# taz.de -- Handball-WM der Frauen: Aus dem Außen geworfen
       
       > Deutschland gewinnt 45:22 deutlich gegen Iran. Ein Spiel, bei dem es mehr
       > zu lernen gab, als das Ergebnis ausdrückt.
       
 (IMG) Bild: Handball-WM 2023: Deutschland schlägt Iran
       
       Einfach nur Außenseiterinnen, das hätte nicht gereicht. Nein, die
       Iranerinnen gelten bei dieser [1][Handball-WM], die aktuell in drei
       skandinavischen Ländern ausgetragen wird, als „krasse Außenseiterinnen“.

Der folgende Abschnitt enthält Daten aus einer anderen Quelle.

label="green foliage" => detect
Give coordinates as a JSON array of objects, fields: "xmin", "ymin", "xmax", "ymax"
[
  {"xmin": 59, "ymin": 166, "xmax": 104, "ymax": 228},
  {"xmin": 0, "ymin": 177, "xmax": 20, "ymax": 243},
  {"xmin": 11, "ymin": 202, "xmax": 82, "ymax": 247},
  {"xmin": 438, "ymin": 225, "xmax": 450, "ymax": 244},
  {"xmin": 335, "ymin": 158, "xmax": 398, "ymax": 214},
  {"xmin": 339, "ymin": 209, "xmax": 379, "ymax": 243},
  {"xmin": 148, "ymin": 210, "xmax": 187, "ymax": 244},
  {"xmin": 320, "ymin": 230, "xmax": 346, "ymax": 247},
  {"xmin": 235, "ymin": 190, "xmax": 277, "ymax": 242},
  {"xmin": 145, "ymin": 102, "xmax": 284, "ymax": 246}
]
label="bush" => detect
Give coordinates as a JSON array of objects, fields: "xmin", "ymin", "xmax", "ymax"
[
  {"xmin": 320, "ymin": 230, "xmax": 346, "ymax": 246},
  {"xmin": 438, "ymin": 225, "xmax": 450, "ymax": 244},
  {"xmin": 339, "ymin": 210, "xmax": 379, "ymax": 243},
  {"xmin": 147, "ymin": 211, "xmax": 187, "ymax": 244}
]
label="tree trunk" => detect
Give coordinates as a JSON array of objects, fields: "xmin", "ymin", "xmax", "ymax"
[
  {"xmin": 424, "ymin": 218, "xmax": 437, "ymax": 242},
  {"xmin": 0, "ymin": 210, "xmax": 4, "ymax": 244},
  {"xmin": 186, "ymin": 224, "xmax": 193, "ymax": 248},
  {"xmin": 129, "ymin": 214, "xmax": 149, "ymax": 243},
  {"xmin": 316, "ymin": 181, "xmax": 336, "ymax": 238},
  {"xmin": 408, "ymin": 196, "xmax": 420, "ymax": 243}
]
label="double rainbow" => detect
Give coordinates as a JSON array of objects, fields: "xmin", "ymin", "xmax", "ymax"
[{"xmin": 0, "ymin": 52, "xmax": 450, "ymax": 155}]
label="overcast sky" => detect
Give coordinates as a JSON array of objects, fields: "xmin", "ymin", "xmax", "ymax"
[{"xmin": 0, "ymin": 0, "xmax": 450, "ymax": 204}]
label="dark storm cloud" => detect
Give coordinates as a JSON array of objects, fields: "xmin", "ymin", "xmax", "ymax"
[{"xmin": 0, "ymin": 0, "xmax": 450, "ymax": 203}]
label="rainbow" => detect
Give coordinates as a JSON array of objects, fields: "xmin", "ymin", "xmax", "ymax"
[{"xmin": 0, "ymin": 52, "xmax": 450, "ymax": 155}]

       Noch äußerer geht nicht.
       
       Um diesen Status [2][Irans] zu illustrieren, gewann die deutsche Auswahl am
       Samstag im dänischen Herning mit 45:22. Für die deutschen Spielerinnen, die
       am Donnerstag schon gegen Japan gewannen, läuft es also. Am heutigen Montag
       geht es gegen Polen um den Gruppensieg. Die Iranerinnen, zum zweiten Mal
       bei einer WM dabei, wollen bloß nicht Letzte werden.
       
       Innovativ tritt das Team auf. Nicht nur, weil [3][Hidschabs] im
       internationalen Sport, zumal in Ballsportarten, selten zu sehen sind.
       Innovativ wirkte auch die taktische Maßnahme, in Ballbesitz die Torfrau
       herauszunehmen und mit sieben Feldspielerinnen das Spiel drehen zu wollen.
       
       Ob Hidschabs in einem Sport, in dem auch am Rande des Blickfelds alles
       wahrgenommen werden muss, einen Nachteil darstellen, ist schwer zu sagen.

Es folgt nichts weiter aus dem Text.